Searching Other Resources
Reference lists from reviews and key articles were checked to supplement electronic searches. In addition, ePublication lists of key journals in the field were screened to pick up studies that have yet to be indexed in the databases.
Data Collection and Analysis
Selection of Studies
Two pairs of reviewers (A.R.D. and K.M.; S.A.H. and M.C.M.) independently assessed the titles and abstracts of potential studies identified by the search strategy for their eligibility. If the eligibility of a study was unclear from the title and abstract, the full article was assessed. Studies that did not match the inclusion criteria for this review were excluded.

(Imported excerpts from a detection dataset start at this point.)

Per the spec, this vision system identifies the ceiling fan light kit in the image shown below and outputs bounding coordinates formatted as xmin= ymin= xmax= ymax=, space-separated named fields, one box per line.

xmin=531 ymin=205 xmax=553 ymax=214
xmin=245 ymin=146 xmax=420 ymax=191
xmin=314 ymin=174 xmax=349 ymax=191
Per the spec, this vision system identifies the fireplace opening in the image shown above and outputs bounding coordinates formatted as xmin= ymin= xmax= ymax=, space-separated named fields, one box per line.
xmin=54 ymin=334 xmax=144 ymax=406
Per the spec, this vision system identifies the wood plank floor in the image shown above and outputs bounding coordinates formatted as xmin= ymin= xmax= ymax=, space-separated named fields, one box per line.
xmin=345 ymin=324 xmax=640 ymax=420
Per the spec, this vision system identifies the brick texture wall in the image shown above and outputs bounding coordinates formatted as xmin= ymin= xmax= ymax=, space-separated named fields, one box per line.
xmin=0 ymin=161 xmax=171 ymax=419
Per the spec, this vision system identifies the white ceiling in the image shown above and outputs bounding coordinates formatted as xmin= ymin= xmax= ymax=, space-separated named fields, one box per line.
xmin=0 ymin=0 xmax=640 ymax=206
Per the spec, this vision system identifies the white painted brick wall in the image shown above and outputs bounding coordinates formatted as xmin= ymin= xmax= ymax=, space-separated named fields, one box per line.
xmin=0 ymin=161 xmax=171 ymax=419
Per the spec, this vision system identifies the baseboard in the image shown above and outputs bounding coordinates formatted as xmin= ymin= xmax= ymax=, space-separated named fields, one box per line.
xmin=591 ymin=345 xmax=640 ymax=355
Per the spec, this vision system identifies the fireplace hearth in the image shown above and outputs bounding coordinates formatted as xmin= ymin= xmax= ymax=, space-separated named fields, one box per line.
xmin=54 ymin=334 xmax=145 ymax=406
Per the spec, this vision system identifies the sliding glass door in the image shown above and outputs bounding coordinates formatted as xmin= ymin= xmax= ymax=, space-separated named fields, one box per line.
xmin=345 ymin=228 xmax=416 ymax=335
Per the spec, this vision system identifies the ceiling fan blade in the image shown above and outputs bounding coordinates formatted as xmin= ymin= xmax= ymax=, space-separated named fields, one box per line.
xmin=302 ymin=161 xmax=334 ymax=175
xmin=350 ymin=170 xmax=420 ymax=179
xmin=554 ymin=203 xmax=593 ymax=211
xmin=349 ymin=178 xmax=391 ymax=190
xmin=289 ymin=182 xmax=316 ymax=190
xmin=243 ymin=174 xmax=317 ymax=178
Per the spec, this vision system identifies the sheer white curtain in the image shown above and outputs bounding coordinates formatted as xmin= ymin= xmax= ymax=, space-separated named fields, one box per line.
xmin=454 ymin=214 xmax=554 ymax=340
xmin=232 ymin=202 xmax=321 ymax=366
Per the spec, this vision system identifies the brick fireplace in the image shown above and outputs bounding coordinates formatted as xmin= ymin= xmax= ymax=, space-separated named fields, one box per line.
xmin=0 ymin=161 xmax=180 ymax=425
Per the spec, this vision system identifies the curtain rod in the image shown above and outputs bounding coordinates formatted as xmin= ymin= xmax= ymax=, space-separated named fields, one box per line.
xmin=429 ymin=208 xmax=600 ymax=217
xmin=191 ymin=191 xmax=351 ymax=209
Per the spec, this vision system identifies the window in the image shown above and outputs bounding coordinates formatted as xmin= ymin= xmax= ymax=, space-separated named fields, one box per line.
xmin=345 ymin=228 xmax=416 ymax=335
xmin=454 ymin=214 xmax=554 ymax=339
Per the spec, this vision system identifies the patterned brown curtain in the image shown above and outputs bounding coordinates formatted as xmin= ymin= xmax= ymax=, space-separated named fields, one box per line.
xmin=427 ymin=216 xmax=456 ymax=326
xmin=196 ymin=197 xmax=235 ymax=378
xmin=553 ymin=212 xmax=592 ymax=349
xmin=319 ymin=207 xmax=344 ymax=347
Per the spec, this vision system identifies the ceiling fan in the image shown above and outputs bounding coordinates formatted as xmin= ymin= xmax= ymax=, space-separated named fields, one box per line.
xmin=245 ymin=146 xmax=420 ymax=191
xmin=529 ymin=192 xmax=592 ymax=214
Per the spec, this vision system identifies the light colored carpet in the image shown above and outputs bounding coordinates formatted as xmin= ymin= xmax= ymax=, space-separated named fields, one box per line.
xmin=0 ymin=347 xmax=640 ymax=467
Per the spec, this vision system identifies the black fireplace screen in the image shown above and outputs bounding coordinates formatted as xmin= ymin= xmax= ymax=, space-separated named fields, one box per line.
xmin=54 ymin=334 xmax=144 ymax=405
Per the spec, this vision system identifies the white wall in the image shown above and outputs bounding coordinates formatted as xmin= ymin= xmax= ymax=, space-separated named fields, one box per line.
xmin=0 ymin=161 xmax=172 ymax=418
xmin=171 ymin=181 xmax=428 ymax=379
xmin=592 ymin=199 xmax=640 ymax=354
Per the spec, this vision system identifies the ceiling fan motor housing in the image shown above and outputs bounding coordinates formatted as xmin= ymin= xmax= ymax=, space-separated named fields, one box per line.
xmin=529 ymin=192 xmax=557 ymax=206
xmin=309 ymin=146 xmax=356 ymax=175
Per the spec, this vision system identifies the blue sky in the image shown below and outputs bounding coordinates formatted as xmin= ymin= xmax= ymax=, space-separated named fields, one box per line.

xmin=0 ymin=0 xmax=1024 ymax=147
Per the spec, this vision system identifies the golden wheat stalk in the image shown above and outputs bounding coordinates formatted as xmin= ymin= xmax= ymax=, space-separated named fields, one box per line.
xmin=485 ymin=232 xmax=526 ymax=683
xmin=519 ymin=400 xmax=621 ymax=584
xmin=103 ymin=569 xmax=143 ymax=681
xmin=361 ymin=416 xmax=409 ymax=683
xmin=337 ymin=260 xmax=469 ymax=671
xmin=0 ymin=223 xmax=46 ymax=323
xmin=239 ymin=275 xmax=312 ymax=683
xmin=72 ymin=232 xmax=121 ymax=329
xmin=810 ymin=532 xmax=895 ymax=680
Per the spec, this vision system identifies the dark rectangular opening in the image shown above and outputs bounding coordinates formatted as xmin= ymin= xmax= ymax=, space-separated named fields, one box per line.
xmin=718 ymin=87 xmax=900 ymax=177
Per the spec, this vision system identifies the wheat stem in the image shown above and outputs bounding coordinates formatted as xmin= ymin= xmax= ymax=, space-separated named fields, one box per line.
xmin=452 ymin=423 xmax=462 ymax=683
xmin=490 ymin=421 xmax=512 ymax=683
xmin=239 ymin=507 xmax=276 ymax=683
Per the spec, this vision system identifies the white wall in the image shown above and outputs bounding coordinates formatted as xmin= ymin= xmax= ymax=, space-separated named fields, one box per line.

Disagreements between reviewers regarding study inclusion were resolved by consensus. Studies were not anonymized before assessment.
Data Extraction and Management
Two of the authors (A.R.D., K.M.) independently extracted data from included studies and input the data into Microsoft Excel, with the final datasheet being transferred into Review Manager Version 5.3. 32 Disagreements between the authors were resolved by a third author (M.C.M.) who assessed relevant studies as required. The following information was extracted: primary author, year of publication, study design, study population (diagnosis), sample size, baseline demographics (age, sex, height, weight, and body mass index), index test (including threshold for diagnosis), reference test, time period between index and reference tests, and information on diagnostic accuracy (true positives, false positives, true negatives, false negatives, sensitivity, and specificity).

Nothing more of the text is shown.